For very low natural frequencies and the best performance in controlling ground vibration, we need large heavy concrete slabs, sitting on resilient elastomer bearing. These are ‘floating track slabs’, which can also be designed and supplied by PCT. So far, so (relatively) simple. The more mass that is added and the softer the track, the better the reduction in ground vibration. But there are some constraints. Firstly, of course, all this extra mass and resilience has to be designed in such a way as we still have a safe, maintainable operating railway. Secondly, adding mass and resilience tends to increase cost. And thirdly, that extra material and lower stiffness implies that the track itself may contain more material, which is vibrating at a higher level. And that leads to extra noise being emitted directly from the track itself. Now in some circumstances, that may not be too much of a problem. For example, in a tunnel, the noise from the track won’t escape from the tunnel (unlike vibration, which will — unless controlled). As long as the trains are well sound proofed, the extra noise from the track is a problem we can live with. Here we can focus entirely on solving the vibration problem, without concerning ourselves too much with the effects of noise from the track.

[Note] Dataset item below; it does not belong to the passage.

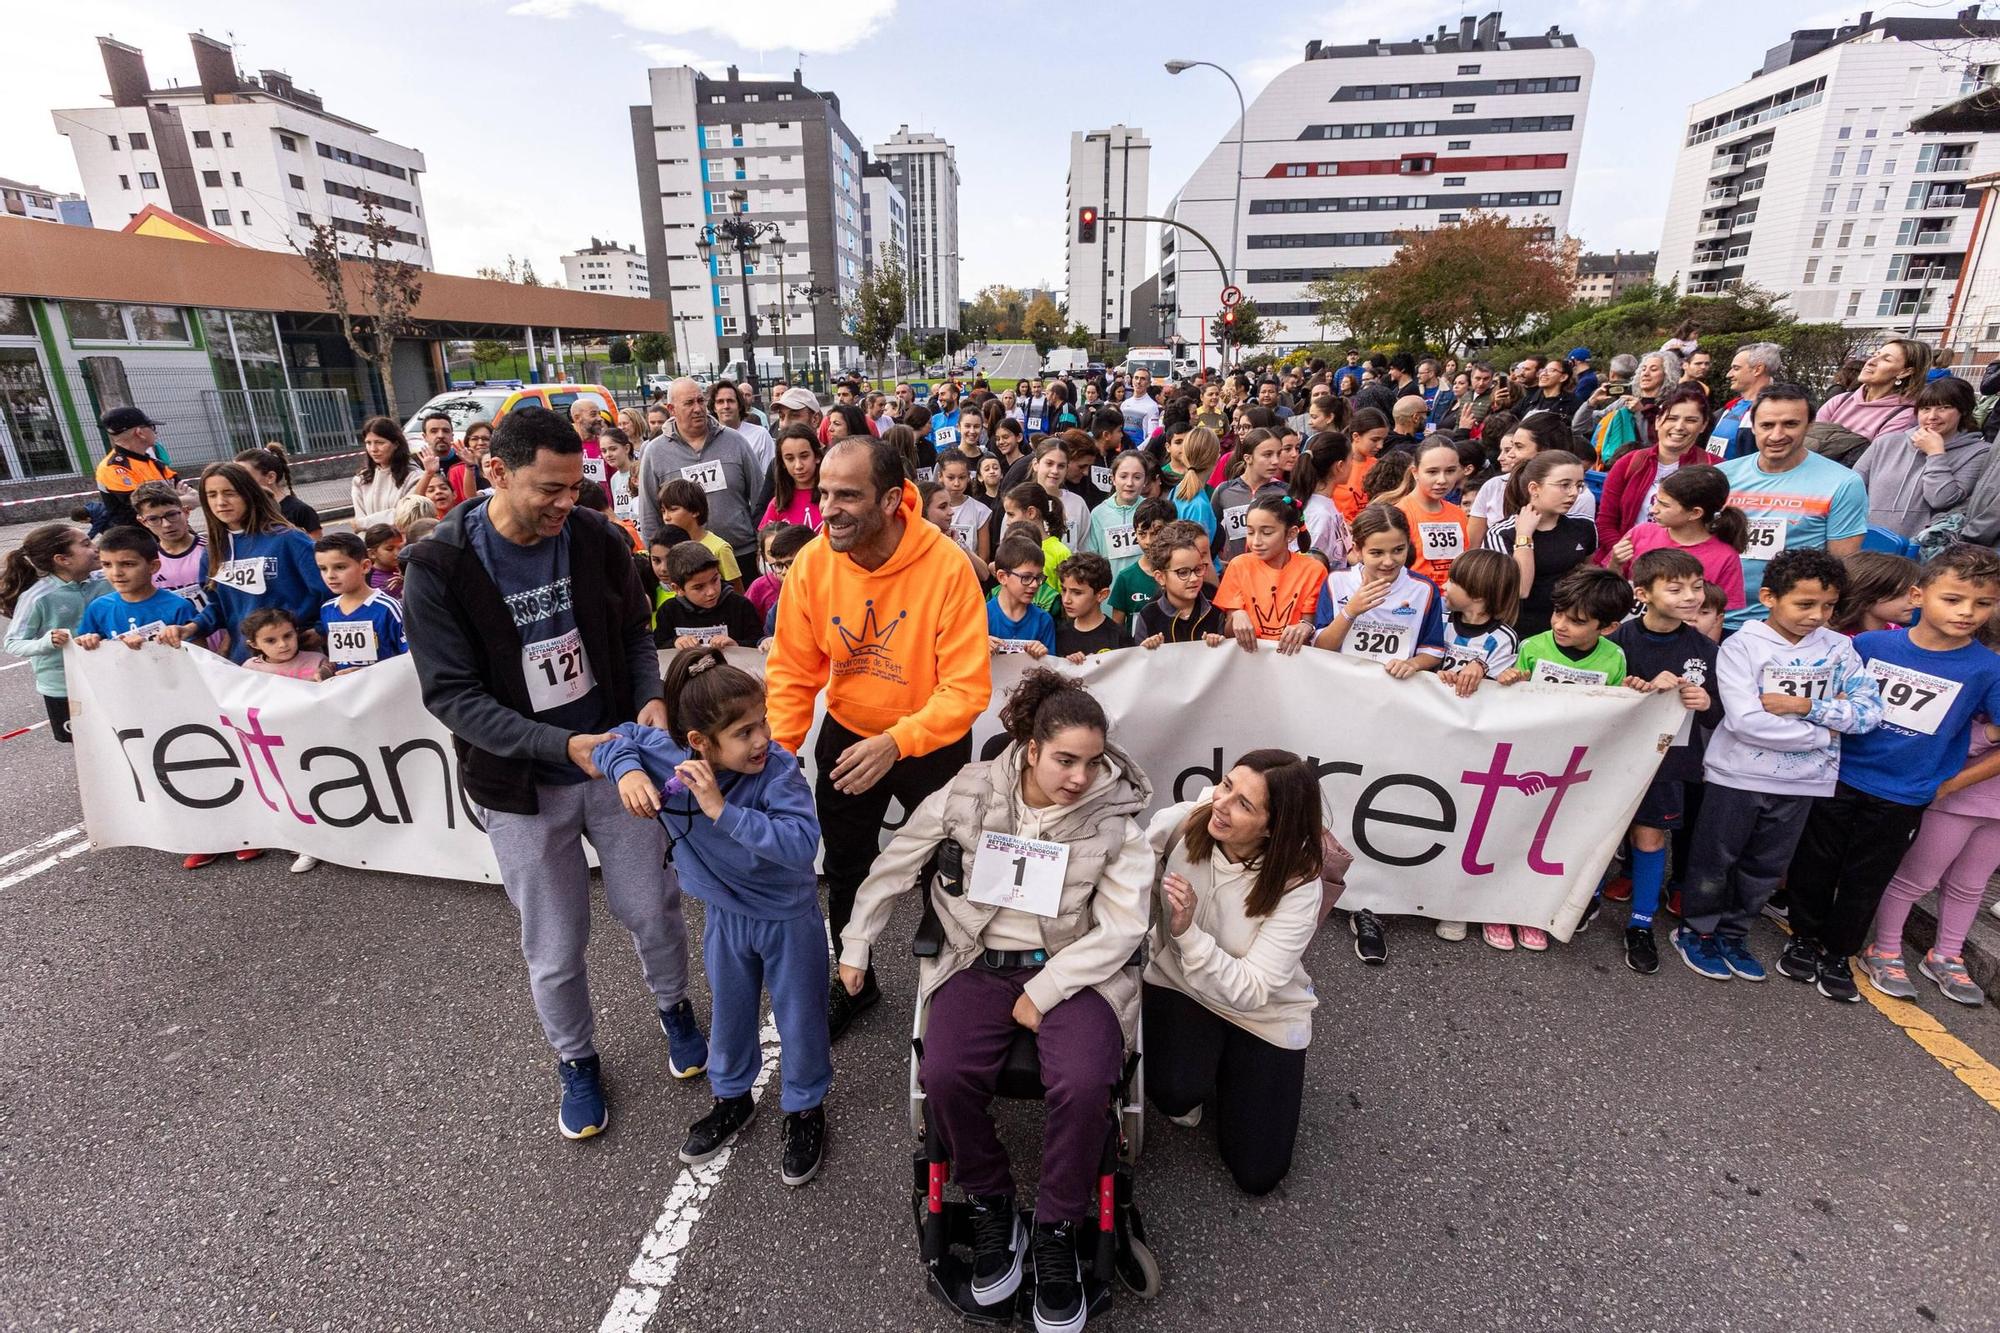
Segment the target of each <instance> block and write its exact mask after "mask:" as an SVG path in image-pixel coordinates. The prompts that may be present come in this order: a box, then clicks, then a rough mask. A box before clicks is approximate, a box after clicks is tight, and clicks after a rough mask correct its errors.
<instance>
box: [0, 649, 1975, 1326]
mask: <svg viewBox="0 0 2000 1333" xmlns="http://www.w3.org/2000/svg"><path fill="white" fill-rule="evenodd" d="M28 675H30V673H28V671H26V669H14V671H0V731H10V729H12V727H14V725H22V723H32V721H38V719H40V717H42V715H40V707H38V703H36V701H34V695H32V683H30V679H28ZM0 765H4V771H6V773H8V777H10V781H8V801H6V807H4V813H0V857H6V855H8V853H12V851H16V849H24V847H28V845H32V843H36V841H42V839H48V837H50V835H58V833H62V831H64V829H68V827H70V825H74V823H76V795H74V783H72V777H70V769H68V763H66V757H64V753H62V751H58V749H56V747H54V745H52V743H50V741H48V737H46V731H34V733H28V735H24V737H18V739H12V741H4V743H0ZM76 845H78V843H76V839H70V841H58V843H54V847H56V849H68V847H76ZM288 861H290V859H288V857H284V855H270V857H266V859H264V861H258V863H250V865H236V863H220V865H214V867H208V869H204V871H196V873H184V871H180V867H178V863H176V861H174V859H172V857H168V855H164V853H152V851H142V849H114V851H84V853H80V855H74V857H68V859H56V861H54V865H52V867H50V869H46V871H36V873H26V875H24V871H28V869H30V867H34V865H38V863H40V859H38V857H34V855H30V857H20V859H12V861H8V863H6V865H0V911H4V915H6V931H4V933H0V1255H4V1259H0V1329H92V1331H96V1329H196V1327H198V1329H212V1331H232V1329H342V1331H348V1329H356V1331H360V1329H468V1331H470V1329H578V1331H588V1329H598V1327H610V1329H636V1327H648V1329H700V1331H710V1329H722V1327H732V1329H736V1327H742V1329H830V1327H848V1329H854V1327H860V1329H954V1327H960V1325H958V1323H956V1321H954V1319H950V1317H948V1315H944V1313H942V1311H940V1309H938V1307H936V1305H934V1303H932V1301H930V1299H928V1297H926V1295H924V1291H922V1285H920V1271H918V1261H916V1249H914V1229H912V1225H910V1213H908V1181H910V1165H908V1163H910V1157H908V1155H910V1149H912V1143H910V1135H908V1129H906V1105H904V1077H906V1033H908V999H910V995H912V981H914V967H912V965H910V961H908V959H898V957H896V953H894V951H886V953H884V989H886V991H888V997H890V999H888V1001H886V1003H884V1005H882V1007H880V1009H878V1011H874V1013H872V1015H868V1017H864V1019H862V1023H860V1025H858V1027H856V1029H854V1033H852V1035H850V1037H848V1039H846V1041H842V1043H840V1047H836V1069H838V1075H836V1085H834V1093H832V1099H830V1103H828V1109H830V1119H832V1145H830V1151H828V1163H826V1169H824V1173H822V1175H820V1179H818V1181H816V1183H812V1185H810V1187H806V1189H804V1191H790V1189H784V1187H782V1185H780V1183H778V1171H776V1159H778V1115H776V1113H774V1111H772V1113H768V1115H766V1117H760V1121H758V1123H756V1125H754V1129H752V1131H750V1133H748V1139H746V1143H744V1145H742V1149H740V1151H738V1153H734V1157H732V1161H728V1163H726V1165H724V1167H722V1169H720V1171H714V1179H712V1181H706V1179H704V1181H686V1179H684V1177H682V1167H680V1163H678V1161H676V1159H674V1149H676V1147H678V1143H680V1139H682V1133H684V1129H686V1125H688V1121H692V1119H694V1117H696V1115H700V1113H702V1111H706V1103H708V1093H706V1087H704V1085H702V1083H700V1081H696V1083H692V1085H676V1083H672V1079H668V1075H666V1063H664V1047H662V1041H660V1035H658V1029H656V1025H654V1021H652V1015H650V1007H648V1003H646V1001H648V997H646V993H644V989H642V985H640V981H638V969H636V965H634V959H632V953H630V947H628V943H626V941H624V939H622V937H620V935H618V931H616V927H614V923H612V921H610V917H606V915H602V913H600V915H598V927H600V931H598V937H596V939H594V943H592V955H590V963H592V971H594V977H596V983H598V989H596V995H598V1001H600V1007H602V1015H600V1043H602V1053H604V1061H606V1071H608V1079H610V1091H612V1127H610V1133H606V1135H604V1137H600V1139H596V1141H590V1143H580V1145H572V1143H564V1141H562V1139H560V1137H558V1135H556V1133H554V1125H552V1119H554V1093H556V1081H554V1071H552V1059H550V1055H548V1051H546V1049H544V1045H542V1041H540V1035H538V1029H536V1025H534V1015H532V1009H530V1003H528V993H526V985H524V979H522V969H520V959H518V955H516V921H514V915H512V913H510V909H508V905H506V901H504V897H502V895H500V893H496V891H492V889H484V887H472V885H454V883H440V881H422V879H396V877H382V875H370V873H360V871H344V869H338V867H322V869H320V871H316V873H312V875H288V873H286V865H288ZM908 917H910V915H908V913H904V917H902V919H900V921H898V923H896V925H894V927H892V933H890V939H896V937H898V935H900V937H906V935H908V925H910V921H908ZM696 923H698V915H696V917H694V919H692V921H690V925H696ZM1756 943H1758V945H1760V949H1762V953H1764V955H1766V957H1772V955H1776V951H1778V937H1776V935H1774V933H1772V931H1768V929H1760V935H1758V941H1756ZM1390 949H1392V957H1390V965H1388V967H1386V969H1374V971H1370V969H1362V967H1360V965H1358V963H1356V961H1354V955H1352V953H1350V947H1348V937H1346V933H1342V931H1328V933H1324V935H1322V937H1320V941H1318V943H1316V945H1314V949H1312V955H1310V959H1308V965H1310V969H1312V975H1314V979H1316V983H1318V991H1320V997H1322V1001H1324V1003H1322V1007H1320V1013H1318V1023H1316V1029H1318V1031H1316V1037H1318V1041H1316V1043H1314V1049H1312V1063H1310V1081H1308V1091H1306V1099H1308V1105H1306V1125H1304V1133H1302V1143H1300V1155H1298V1161H1296V1167H1294V1171H1292V1177H1290V1181H1288V1183H1286V1185H1284V1187H1282V1189H1280V1191H1278V1193H1276V1195H1272V1197H1268V1199H1246V1197H1242V1195H1238V1193H1236V1191H1234V1189H1232V1185H1230V1183H1228V1177H1226V1175H1224V1171H1222V1167H1220V1163H1218V1161H1216V1155H1214V1147H1212V1141H1210V1139H1208V1137H1206V1135H1204V1131H1184V1129H1176V1127H1172V1125H1168V1123H1164V1121H1162V1119H1160V1117H1152V1121H1150V1125H1148V1145H1146V1153H1144V1161H1142V1165H1140V1183H1138V1197H1140V1205H1142V1209H1144V1213H1146V1225H1148V1231H1150V1233H1152V1239H1154V1247H1156V1249H1158V1253H1160V1261H1162V1265H1164V1271H1166V1289H1164V1291H1162V1295H1160V1297H1158V1299H1156V1301H1152V1303H1140V1301H1136V1299H1130V1297H1126V1299H1120V1301H1118V1305H1116V1307H1114V1311H1112V1313H1110V1315H1106V1317H1104V1319H1102V1321H1096V1323H1094V1325H1092V1327H1122V1329H1176V1331H1178V1329H1190V1327H1212V1329H1258V1331H1274V1329H1510V1331H1514V1329H1520V1331H1530V1329H1550V1331H1560V1333H1572V1331H1574V1329H1716V1331H1730V1333H1736V1331H1750V1329H1774V1331H1776V1329H1810V1327H1826V1329H1862V1327H1866V1329H1870V1331H1876V1329H1926V1331H1928V1329H1950V1331H1974V1329H2000V1265H1996V1263H1994V1255H1996V1253H2000V1235H1996V1231H2000V1169H1996V1165H1994V1163H1996V1161H2000V1159H1996V1147H2000V1113H1996V1111H1994V1109H1992V1107H1990V1105H1986V1103H1984V1101H1980V1099H1978V1097H1974V1095H1972V1091H1970V1089H1968V1087H1966V1085H1964V1083H1960V1079H1956V1077H1954V1075H1952V1073H1948V1071H1946V1069H1944V1067H1942V1065H1940V1063H1938V1061H1936V1059H1932V1057H1930V1055H1928V1053H1926V1051H1924V1049H1920V1047H1918V1045H1916V1043H1914V1041H1912V1039H1910V1037H1908V1035H1906V1033H1904V1031H1900V1029H1898V1027H1894V1025H1892V1023H1888V1021H1886V1019H1884V1017H1882V1015H1880V1013H1876V1009H1874V1007H1870V1005H1856V1007H1838V1005H1832V1003H1828V1001H1822V999H1818V997H1814V995H1812V993H1808V991H1806V989H1804V987H1796V985H1792V983H1788V981H1782V979H1774V981H1772V983H1770V985H1764V987H1750V985H1740V983H1736V985H1726V987H1724V985H1714V983H1706V981H1700V979H1696V977H1694V975H1690V973H1688V971H1684V969H1682V967H1680V965H1678V963H1676V961H1674V959H1672V955H1670V957H1668V961H1666V965H1664V969H1662V971H1660V975H1656V977H1636V975H1632V973H1628V971H1626V969H1624V967H1622V963H1620V957H1618V931H1616V923H1614V921H1604V923H1600V925H1598V927H1596V929H1594V931H1592V933H1590V935H1584V937H1582V939H1580V941H1578V943H1576V945H1572V947H1570V949H1560V947H1558V949H1556V951H1554V953H1550V955H1546V957H1532V955H1520V953H1516V955H1498V953H1492V951H1488V949H1484V947H1482V945H1478V943H1476V941H1466V943H1462V945H1446V943H1442V941H1438V939H1434V937H1432V935H1430V931H1428V929H1424V927H1422V925H1416V923H1404V925H1396V927H1392V939H1390ZM1920 1005H1922V1007H1924V1009H1926V1011H1928V1013H1932V1015H1936V1017H1938V1019H1942V1023H1944V1027H1946V1029H1948V1031H1950V1033H1954V1035H1956V1037H1960V1039H1962V1041H1966V1043H1970V1045H1972V1047H1974V1049H1976V1051H1980V1053H1984V1055H1986V1057H2000V1017H1996V1013H1994V1011H1992V1009H1982V1011H1958V1009H1950V1011H1948V1009H1946V1005H1944V1001H1940V999H1938V997H1934V995H1928V993H1926V997H1924V999H1922V1001H1920ZM696 1007H698V1009H702V1011H704V1015H706V989H700V991H698V995H696ZM1036 1115H1038V1113H1036V1111H1034V1109H1028V1107H1010V1109H1008V1113H1006V1115H1004V1127H1006V1133H1008V1137H1010V1139H1012V1141H1014V1143H1020V1145H1022V1147H1024V1153H1022V1159H1024V1171H1022V1175H1024V1177H1028V1175H1032V1159H1034V1153H1032V1145H1034V1125H1036ZM676 1185H678V1187H680V1195H678V1197H676ZM704 1189H706V1191H708V1193H706V1195H704ZM670 1197H672V1199H674V1203H676V1205H678V1209H676V1213H674V1217H676V1219H678V1221H680V1223H682V1225H684V1231H678V1229H674V1227H668V1229H666V1231H668V1233H670V1235H666V1237H662V1239H664V1249H658V1251H656V1253H654V1261H652V1263H648V1265H642V1267H640V1269H634V1259H636V1257H638V1255H640V1249H642V1241H644V1237H648V1233H650V1231H652V1229H654V1227H656V1223H658V1219H660V1215H662V1209H664V1207H666V1205H668V1201H670ZM664 1257H672V1259H674V1261H672V1263H662V1261H660V1259H664ZM634 1271H638V1273H642V1275H644V1277H646V1279H648V1281H646V1283H642V1285H636V1287H632V1289H630V1291H626V1295H624V1299H626V1301H630V1299H632V1297H634V1295H640V1297H648V1293H656V1297H648V1299H656V1301H658V1307H656V1311H654V1313H652V1319H650V1323H644V1321H640V1319H636V1317H630V1319H610V1321H606V1315H608V1313H610V1311H614V1305H618V1303H620V1289H622V1287H624V1285H626V1283H628V1275H632V1273H634ZM618 1307H620V1309H622V1305H618Z"/></svg>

But suppose the track is mounted on a structure, and in open air? Then any ‘airborne’ noise from the track itself has a direct path to anyone standing or living nearby. That adds to noise from the structure, which is what we were aiming to control by reducing track stiffness and adding track mass.


Generally, and without going into detail that is beyond the scope of this article, railway airborne noise tends to be controlled by applying the measures that are the opposite of those used to control railway vibration — that is by increasing rather than reducing track stiffness. So to get the best overall solution, with the lowest total of noise from the track plus noise from the structure, we may need to compromise on track stiffness. Pandrol has a whole range of fastening products at different stiffness levels that allow the best solutions to be adopted in each circumstance. The above is an example in which both ‘secondary noise’ from a structure and ‘airborne’ noise from the track (and train) are present. Where tracks run at grade rather than on structures, secondary noise becomes insignificant and airborne noise is likely to be the biggest issue. Here, an important consideration is how far along the track vibrations are transmitted, and therefore over what length of rail significant airborne noise is emitted. Stiffer track, giving a stiffer connection to the ground, reduces the length of vibrating rail. To reduce airborne noise, tracks with stiffer fastenings and stiffer resilient elements may therefore be required, and Pandrol can provide these. However even here, a compromise in track stiffness will often be required, since the levels of dynamic force generated in the track and transmitted into the sleepers and ballast increase as track stiffness increases. Excessively stiff track can lead to increased rates of development of the roughness and irregularity that leads to noise and vibration in the first place.

Selecting the optimum stiffness for the rail fastenings is an important consideration for standard ballasted track with sleepers. It is also possible to provide additional resilience below the sleepers (under sleeper pads) or below the ballast (ballast mats), which in different ways and to different extents protect the ballast from degradation and affect the overall noise emission from and vibration transmission through the track. Where track is constructed without ballast (as slab track or non-ballasted track), an important source of resilience and damping is no longer available, and the track fastenings plus any additional resilient elements specified have an even more important role to play in determining the overall performance of the track with respect to noise and to vibration.